Two Women on Valentine's Day
Sometimes transformation looks like a trip to Target
Yesterday was epic.
Last year I organized Valentine’s Day and it was our first one together. Yes, yes, we’ve been married for 13 years but we were that couple that said “it’s commercial, we shouldn’t observe Valentines’s Day…” But then I transitioned and things changed. Underneath my resistance to celebrating this day was something deeper. That something was that I didn’t like the idea of me doing the “manly” thing of buying Kim dinner for Valentine’s Day. So it felt apt, as a woman, to buy Kim a fancy Valentine’s dinner last year.
This year, Kim organized our date. The premise was simple: we all go to Target and pick out five items for the other person. My kids were part of it too and were charged with doing it for one another. Part of the fun was trying to avoid each other in the store and checking out separately. The list was as follows:
Drink
Snack
Treat
Dinner
Something Fun
I bought Kim Lime Topochico, Reese’s Cereal, Sour Patch Strips, Soup Dumplings (because I call Kim my potsticker), and a charcuterie board made out of mini squishmallows. Kim got me a peach iced tea, macadamia nuts, Tony Chocolonely, Saag Paneer, and a black crop top. I’m going to call this the most fun Valentine’s Day ever, for many reasons.

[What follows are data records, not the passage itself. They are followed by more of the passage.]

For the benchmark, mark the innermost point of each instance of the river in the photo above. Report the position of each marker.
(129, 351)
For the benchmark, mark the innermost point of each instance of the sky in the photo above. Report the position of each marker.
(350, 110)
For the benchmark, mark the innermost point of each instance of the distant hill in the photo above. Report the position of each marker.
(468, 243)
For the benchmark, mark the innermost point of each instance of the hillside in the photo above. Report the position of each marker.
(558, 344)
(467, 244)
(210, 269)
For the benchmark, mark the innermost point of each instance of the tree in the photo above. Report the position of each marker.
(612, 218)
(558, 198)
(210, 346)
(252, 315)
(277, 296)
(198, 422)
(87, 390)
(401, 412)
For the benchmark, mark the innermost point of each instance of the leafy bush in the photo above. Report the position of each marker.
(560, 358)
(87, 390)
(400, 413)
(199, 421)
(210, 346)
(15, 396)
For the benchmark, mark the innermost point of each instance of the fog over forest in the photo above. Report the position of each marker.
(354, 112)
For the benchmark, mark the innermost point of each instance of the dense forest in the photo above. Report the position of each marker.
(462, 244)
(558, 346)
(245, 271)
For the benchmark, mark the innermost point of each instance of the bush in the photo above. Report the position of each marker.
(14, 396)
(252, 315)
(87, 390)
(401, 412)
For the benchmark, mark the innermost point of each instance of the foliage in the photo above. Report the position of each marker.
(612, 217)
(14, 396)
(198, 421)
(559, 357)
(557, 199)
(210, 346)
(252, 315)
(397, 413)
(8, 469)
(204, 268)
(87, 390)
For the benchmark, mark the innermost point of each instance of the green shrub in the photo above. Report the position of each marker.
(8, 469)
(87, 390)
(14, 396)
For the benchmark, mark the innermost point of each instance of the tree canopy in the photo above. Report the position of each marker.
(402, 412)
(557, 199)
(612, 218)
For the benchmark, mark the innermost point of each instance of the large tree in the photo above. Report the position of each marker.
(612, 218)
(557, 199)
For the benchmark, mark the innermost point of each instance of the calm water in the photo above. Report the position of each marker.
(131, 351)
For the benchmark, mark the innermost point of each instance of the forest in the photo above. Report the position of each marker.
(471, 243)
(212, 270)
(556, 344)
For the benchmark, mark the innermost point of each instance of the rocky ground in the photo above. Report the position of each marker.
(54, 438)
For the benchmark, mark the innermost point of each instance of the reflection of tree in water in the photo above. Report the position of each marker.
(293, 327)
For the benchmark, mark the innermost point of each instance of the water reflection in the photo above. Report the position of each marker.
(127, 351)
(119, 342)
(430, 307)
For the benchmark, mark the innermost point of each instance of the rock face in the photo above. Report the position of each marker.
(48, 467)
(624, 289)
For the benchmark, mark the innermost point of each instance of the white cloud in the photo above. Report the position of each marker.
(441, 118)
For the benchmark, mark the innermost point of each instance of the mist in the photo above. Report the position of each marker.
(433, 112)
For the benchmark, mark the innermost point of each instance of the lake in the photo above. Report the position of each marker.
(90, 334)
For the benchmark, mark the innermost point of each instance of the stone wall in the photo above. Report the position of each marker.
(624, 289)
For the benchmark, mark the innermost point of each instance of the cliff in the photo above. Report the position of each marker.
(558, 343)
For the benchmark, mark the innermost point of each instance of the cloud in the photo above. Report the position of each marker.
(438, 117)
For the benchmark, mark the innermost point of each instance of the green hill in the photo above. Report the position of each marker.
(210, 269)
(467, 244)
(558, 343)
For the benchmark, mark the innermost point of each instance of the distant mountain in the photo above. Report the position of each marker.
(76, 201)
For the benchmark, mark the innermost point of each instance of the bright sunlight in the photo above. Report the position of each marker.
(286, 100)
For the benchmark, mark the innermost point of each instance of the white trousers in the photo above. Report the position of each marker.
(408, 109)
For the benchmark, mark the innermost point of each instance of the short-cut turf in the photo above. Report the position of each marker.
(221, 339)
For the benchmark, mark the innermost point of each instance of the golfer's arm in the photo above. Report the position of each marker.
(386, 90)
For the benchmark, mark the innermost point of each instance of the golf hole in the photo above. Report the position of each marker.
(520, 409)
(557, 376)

My whole life I’ve been expected to fulfill male roles. Play with boys, wear boy clothes, be loud, be a player, you name it. Every time I fulfilled those roles, something in me died. So after forty years of being a man, you may be able to imagine that I was basically on life support. Looking back at my pictures and remembering my past self, I can attest to how dead I felt inside.
Every time I didn’t have to fulfill a male role, I was handed a glimpse of my future. When my grandma allowed me to wear a dress. In elementary school, I spent every day with my friend Daphne. When I lived in foster homes, the girls in the group home did my makeup. And later, in my twenties, my best friend Anne treated me like one of the girls.
For those who are not religious, today is Transfiguration Sunday. It’s the last Sunday before we enter the Lenten season. One story often read on this Sunday is when Jesus is going camping with his buddies Peter, James, and John. When they wake up they see Jesus in his divine form, essentially made out of light. Our Associate Rector, Blake, shared that this was kinda like a sneak peek into the future. But to reach Pentecost, or the Ascension, Jesus and his buddies first had to go through a period of suffering.
I couldn’t help but tear up a little bit. These are a few of those moments that I’m reminded that Jesus actually does know what I’m going through. Here he is, a divine being in human form (it doesn’t get more closeted transgender than that), then we see his transfigured body (it doesn’t get more transgender than that), and in order to get to that point, Jesus has to go through immense suffering (an apt description of my childhood). It would be quite accurate to say that Michel died so that Lana could be resurrected.
And this resurrected Lana loves being pursued as a woman.